Le plan de relance économique du Gouvernement, présenté en septembre 2020, développe un volet sur la rénovation énergétique des bâtiments. Toutefois, ces travaux de rénovation ne doivent pas être uniquement considérés sous l’angle de la performance énergétique. D’autres aspects règlementaires transversaux sont à prendre en compte. François Geney, Directeur Technique chez Alpes Contrôles, nous éclaire sur le sujet. 

 

 

Quels peuvent-être les impacts de la rénovation énergétique sur les autres aspects réglementaires auxquels est soumis un bâtiment ?  

 

La rénovation énergétique d’un bâtiment peut concerner son enveloppe, ses systèmes de  production de chaleur et de froid, ses  réseaux, sa  ventilation, ses systèmes de  régulation, etc. Chaque technique employée peut interférer sur le respect du code de la construction et de l’habitation. Les acteurs doivent donc concevoir et exécuter ces travaux tout en conservant la conformité du bâtiment.

 

 

Quels sont les points d’appréciation et de vigilance ?

 

Pour commencer, les ouvrages d’isolation par l’extérieur doivent résister aux efforts du vent et ne pas présenter de danger de chute en cas de séisme si applicable.

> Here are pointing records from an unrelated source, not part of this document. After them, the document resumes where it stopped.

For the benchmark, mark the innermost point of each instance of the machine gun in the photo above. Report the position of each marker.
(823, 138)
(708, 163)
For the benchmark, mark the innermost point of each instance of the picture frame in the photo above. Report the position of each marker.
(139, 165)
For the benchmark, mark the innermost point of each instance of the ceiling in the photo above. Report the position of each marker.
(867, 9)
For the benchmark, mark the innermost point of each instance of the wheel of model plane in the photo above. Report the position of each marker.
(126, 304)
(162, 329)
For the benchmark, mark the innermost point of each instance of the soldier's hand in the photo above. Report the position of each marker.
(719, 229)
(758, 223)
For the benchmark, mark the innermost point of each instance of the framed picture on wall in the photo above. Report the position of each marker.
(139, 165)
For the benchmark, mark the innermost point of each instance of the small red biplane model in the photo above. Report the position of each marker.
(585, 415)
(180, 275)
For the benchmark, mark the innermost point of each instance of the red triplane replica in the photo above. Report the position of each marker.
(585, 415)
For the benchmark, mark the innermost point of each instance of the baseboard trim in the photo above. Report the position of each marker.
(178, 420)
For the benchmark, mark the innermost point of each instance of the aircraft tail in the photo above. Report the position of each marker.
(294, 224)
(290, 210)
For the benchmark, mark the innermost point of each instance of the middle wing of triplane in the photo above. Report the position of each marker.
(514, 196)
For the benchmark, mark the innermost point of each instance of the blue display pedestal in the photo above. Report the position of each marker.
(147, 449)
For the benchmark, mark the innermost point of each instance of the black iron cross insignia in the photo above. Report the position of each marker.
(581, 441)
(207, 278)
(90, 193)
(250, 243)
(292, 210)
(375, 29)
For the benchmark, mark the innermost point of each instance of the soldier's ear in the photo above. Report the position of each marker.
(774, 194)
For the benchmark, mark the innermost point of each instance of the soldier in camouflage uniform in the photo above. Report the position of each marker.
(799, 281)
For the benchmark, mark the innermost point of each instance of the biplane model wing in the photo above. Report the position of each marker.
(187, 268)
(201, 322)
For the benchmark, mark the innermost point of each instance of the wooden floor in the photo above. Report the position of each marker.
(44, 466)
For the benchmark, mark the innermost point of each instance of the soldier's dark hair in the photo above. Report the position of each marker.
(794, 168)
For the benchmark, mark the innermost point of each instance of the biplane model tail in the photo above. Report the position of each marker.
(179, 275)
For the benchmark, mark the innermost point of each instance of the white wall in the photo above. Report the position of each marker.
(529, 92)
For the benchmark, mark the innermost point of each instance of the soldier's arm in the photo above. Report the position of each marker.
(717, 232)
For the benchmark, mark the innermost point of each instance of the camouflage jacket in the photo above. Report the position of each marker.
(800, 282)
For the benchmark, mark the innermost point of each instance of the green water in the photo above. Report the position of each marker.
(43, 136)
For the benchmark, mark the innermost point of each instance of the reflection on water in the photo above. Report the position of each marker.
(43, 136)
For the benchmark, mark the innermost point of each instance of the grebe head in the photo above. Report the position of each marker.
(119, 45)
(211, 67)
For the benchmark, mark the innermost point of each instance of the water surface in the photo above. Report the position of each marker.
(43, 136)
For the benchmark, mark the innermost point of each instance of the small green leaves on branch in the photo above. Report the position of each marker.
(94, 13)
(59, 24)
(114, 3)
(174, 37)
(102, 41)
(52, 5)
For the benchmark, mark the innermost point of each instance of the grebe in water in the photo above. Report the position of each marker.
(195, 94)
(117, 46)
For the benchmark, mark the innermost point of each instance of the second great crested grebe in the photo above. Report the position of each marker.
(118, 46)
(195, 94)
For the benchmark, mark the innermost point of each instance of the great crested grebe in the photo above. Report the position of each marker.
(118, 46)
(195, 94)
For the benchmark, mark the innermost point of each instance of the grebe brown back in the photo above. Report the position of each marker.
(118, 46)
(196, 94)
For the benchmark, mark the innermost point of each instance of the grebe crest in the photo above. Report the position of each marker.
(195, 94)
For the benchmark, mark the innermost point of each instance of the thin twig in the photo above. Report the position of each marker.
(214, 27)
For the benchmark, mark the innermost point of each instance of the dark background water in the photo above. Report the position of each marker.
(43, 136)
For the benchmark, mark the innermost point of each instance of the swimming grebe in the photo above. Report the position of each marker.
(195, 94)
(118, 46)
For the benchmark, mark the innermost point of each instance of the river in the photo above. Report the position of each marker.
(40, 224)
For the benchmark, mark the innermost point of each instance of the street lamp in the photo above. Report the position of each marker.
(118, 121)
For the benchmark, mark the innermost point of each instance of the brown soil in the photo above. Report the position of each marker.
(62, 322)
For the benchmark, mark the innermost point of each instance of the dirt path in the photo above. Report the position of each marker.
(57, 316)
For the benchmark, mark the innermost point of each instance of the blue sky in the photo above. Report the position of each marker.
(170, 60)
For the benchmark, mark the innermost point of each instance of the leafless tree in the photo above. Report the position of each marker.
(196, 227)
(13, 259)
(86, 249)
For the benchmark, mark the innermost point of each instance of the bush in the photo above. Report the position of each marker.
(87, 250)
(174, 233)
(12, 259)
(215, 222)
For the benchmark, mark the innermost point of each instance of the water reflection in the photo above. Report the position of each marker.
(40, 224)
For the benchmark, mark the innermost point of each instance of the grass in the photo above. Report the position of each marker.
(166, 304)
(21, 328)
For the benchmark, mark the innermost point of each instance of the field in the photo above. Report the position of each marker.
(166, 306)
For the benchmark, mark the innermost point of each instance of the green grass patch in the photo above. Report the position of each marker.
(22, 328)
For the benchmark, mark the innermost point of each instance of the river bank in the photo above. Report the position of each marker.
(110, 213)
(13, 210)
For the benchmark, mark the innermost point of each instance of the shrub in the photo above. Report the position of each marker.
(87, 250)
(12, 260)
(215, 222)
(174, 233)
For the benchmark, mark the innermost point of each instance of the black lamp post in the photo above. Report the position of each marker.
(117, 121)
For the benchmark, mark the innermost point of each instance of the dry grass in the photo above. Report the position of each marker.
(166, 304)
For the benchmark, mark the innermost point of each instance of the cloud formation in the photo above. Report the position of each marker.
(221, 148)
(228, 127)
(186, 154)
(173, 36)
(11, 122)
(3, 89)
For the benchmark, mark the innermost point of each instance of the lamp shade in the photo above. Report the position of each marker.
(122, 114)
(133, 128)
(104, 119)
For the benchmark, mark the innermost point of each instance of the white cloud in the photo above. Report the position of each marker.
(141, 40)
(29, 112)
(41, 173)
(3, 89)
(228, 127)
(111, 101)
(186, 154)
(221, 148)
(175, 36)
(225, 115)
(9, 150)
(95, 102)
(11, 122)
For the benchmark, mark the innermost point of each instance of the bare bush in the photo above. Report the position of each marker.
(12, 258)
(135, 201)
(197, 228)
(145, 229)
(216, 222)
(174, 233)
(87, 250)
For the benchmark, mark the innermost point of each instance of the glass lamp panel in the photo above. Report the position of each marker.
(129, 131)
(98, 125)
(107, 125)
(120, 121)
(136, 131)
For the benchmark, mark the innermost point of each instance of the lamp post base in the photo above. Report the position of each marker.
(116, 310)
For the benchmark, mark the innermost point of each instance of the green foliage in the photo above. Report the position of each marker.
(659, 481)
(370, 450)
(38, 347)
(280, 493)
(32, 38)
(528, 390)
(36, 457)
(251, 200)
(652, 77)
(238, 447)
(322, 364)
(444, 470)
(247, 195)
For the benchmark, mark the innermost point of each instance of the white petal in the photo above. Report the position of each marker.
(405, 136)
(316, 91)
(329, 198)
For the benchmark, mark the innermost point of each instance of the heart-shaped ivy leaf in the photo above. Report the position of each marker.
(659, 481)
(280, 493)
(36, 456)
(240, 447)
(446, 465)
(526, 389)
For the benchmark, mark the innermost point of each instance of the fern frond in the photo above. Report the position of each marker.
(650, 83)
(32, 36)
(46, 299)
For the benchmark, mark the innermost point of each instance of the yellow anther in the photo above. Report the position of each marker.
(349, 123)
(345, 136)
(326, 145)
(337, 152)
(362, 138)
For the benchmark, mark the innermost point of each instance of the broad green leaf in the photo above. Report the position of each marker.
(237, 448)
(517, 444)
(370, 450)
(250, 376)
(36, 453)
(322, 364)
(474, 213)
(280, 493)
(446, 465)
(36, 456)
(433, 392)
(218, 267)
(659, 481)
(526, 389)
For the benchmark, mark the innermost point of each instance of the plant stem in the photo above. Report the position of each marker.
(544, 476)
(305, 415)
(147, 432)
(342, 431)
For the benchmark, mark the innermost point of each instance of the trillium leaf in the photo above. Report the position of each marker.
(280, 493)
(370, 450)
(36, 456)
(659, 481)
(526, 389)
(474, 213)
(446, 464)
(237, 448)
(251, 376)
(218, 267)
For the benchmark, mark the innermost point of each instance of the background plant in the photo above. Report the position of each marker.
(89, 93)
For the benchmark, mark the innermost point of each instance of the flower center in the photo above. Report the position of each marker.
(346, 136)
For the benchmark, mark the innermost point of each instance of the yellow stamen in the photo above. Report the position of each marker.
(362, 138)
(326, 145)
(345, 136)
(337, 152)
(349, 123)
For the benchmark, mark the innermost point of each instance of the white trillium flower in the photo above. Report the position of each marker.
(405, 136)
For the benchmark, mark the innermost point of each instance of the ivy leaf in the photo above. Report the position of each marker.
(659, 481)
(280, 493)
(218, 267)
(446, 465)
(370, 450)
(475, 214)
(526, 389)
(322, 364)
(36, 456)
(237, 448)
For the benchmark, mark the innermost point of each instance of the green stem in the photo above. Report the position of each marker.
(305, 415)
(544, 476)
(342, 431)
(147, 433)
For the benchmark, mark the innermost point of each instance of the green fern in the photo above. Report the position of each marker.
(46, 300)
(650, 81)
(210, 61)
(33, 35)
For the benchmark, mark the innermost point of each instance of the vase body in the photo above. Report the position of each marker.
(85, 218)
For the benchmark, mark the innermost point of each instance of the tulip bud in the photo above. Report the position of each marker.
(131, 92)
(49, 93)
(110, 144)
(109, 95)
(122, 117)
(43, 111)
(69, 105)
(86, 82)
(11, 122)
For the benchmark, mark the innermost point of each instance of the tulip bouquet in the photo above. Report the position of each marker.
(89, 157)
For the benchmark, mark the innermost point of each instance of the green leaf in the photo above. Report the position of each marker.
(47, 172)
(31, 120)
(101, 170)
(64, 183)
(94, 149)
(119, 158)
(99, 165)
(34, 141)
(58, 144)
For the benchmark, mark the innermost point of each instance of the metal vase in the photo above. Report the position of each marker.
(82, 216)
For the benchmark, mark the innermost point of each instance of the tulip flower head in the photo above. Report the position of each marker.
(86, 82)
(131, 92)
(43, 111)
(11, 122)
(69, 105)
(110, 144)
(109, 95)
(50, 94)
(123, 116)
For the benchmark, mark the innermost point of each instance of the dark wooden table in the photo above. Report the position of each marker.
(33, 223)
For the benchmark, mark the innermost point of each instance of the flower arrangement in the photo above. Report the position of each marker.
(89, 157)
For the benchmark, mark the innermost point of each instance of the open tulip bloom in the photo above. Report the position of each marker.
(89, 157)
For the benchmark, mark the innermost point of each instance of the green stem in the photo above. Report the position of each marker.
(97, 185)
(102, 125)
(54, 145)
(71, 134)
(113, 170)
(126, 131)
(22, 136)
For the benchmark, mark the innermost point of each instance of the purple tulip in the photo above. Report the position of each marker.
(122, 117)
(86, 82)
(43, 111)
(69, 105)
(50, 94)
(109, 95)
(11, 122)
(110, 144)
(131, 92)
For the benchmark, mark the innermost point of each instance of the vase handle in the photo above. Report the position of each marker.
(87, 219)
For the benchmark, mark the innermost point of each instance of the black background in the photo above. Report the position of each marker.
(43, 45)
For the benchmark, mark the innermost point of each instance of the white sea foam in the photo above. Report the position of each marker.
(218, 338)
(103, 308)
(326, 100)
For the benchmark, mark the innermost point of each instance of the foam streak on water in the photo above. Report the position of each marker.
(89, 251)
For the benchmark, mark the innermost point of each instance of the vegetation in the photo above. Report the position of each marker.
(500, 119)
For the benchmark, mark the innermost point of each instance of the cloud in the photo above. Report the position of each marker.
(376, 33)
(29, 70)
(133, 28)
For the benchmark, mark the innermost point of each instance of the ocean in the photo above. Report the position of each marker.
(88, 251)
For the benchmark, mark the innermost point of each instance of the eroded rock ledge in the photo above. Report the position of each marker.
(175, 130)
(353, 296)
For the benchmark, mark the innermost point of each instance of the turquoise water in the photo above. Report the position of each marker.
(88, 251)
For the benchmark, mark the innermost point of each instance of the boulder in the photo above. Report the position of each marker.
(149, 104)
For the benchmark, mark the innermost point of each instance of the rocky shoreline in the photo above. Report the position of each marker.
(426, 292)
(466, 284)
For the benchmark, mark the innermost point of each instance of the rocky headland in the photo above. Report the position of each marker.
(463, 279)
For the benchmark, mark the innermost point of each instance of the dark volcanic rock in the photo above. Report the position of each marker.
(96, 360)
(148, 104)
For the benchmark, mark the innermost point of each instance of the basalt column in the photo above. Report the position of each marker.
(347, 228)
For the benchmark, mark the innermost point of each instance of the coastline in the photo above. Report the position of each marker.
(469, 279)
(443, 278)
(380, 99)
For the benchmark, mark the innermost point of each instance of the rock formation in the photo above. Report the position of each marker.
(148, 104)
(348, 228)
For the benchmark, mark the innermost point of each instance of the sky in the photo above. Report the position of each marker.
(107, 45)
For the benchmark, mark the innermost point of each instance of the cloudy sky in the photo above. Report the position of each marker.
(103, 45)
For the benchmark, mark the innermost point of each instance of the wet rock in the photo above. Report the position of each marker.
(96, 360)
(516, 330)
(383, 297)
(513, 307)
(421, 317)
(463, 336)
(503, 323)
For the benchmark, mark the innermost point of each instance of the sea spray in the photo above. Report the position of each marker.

Pour les vêtures et bardages rapportés, la validité des fixations sur le support existant et la pérennité du système choisi sont primordiales. Vis-à-vis du séisme, il s’agit d’éléments non structuraux du cadre bâti qui doivent être justifiés selon la situation en application de l’arrêté du 27 octobre 2010, modifié selon le guide ENS « dimensionnement des éléments non structuraux du cadre bâti ».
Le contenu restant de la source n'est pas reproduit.